DeRay Mckesson, 1/13. In the opening keynote conversation of our daylong symposium on race and public policy — a week before the inauguration of Donald Trump, and seven months before Charlottesville — the activist and educator who was an early leader of the Black Lives Matter movement talked about what the incoming administration and the politics of the moment would likely mean for communities of color.
Dan Huberty, 2/28. The newly named chairman of the House Public Education Committee presaged the combative relationship between the two chambers of the Legislature in the 85th session when he characterized the Senate’s school choice proposal as dead on arrival in the House. Ultimately, the fate of a possible school finance overhaul was decided by the inability — or unwillingness — of lawmakers to come to an agreement on choice.
Joe Straus, 9/23. Weeks before the Speaker rocked the Texas political world with his announcement that he would not seek re-election in 2018, he was jocular and punchy on subjects ranging from the “bathroom bill” to the House Republican Caucus’ proposed bylaw changes.
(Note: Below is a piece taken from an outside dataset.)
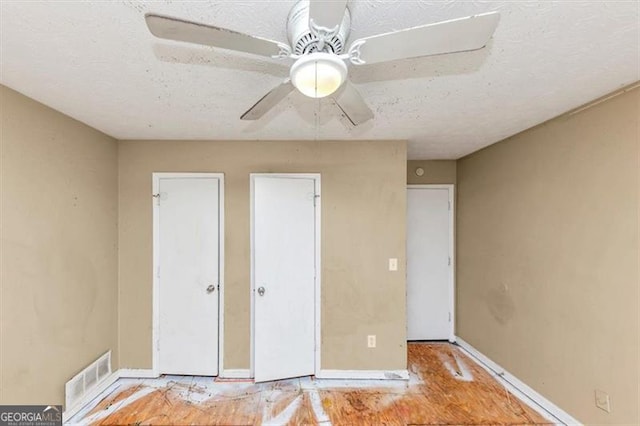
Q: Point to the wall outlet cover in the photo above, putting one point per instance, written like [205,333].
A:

It was a high point in Straus’s journey from humble, conflict-averse presiding officer to feisty champion of economic competitiveness and icon of bygone Republican moderation.
Harvey and the Coast, 10/17. In the first of our conversations about the aftermath of the worst natural disaster in the history of the state, four small town mayors talked movingly and bracingly about the challenges they and their constituents faced. Their early skepticism about promised government funding and well-intentioned rebuilding efforts proved alarmingly prescient.
Dawnna Dukes, 11/7. Defiant and unapologetic, the embattled state representative from Austin finally talked publicly about her year-plus in the legal crosshairs in her first sit-down since the Travis County District Attorney dropped all charges against her. Among the targets of her wrath: fellow Democratic House members Donna Howard and Celia Israel, the Austin American-Statesman and everyone who thinks she’s unfit to represent her House district.